While quarantined, Smith built pueblo-like structures from boxes of medicine. Later, he became an architect, working with Frank Lloyd Wright in the 1930's, and continuing to design homes until the early 1960's.

He began painting in the 1950's, and took up sculpture in the 1960's. Plywood mockups of his sculptures, built to actual size, often filled the backyard of his family home on Stanley Road in South Orange and the backyard of another house, on Berkeley Road in Orange, that the artist bought in the late 1960's.

''I remember one mockup that took up the whole backyard of the house on Berkeley,'' said Martha Smith, the artist's niece, who was living with her parents in South Orange at the time.

Smith was ''rooted in South Orange,'' said Joan Pachner, a curator at Storm King, in Mountainville, N.Y., and an art historian who has written about his work. ''He was comfortable in that environment. His black geometric structures work in suburban square backyards. That proportion gives them the most power. It's where they belong because it's where they were created.''

But the organizers of the Smith sculpture project hope to install its sculpture in a public space in South Orange. One likely site is the gazebo in front of the train station, near the proposed site of an arts center.

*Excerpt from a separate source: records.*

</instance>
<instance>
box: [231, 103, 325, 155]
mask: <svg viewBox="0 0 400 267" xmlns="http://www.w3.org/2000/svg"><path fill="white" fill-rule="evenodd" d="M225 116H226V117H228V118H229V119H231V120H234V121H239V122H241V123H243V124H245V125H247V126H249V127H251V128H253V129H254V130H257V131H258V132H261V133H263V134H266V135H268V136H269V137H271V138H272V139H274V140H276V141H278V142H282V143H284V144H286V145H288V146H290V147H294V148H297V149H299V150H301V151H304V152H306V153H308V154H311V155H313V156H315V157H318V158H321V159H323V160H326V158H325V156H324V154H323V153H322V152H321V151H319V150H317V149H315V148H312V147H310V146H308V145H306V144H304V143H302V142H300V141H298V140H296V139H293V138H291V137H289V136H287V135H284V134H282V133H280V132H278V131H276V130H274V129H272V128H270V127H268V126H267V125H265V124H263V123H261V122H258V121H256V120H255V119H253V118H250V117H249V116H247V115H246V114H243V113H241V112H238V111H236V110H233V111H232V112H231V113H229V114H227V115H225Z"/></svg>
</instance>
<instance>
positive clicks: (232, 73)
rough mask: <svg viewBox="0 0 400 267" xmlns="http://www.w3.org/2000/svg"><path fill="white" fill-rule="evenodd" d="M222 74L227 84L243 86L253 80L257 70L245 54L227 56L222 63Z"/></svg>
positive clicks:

Outdoor art is already a part of the fabric of South Orange, which has had several major outdoor art exhibitions. The last one was ''Earthline Landscape,'' shown last year.

''Public art not only symbolizes and signifies a community commitment to art, but makes it accessible to everyone,'' said Susan Napack, who is on the board of the Pierro foundation. ''It takes you out of the day-to-day. It provokes, challenges, makes you think, makes you feel.''

A Tony Smith sculpture especially has that effect on people, she added, because ''it's different from every angle.''

Jane Smith, Tony Smith's widow, who lives in New York, said he would have been pleased to receive special recognition from the town to which he felt loyal throughout his lifetime.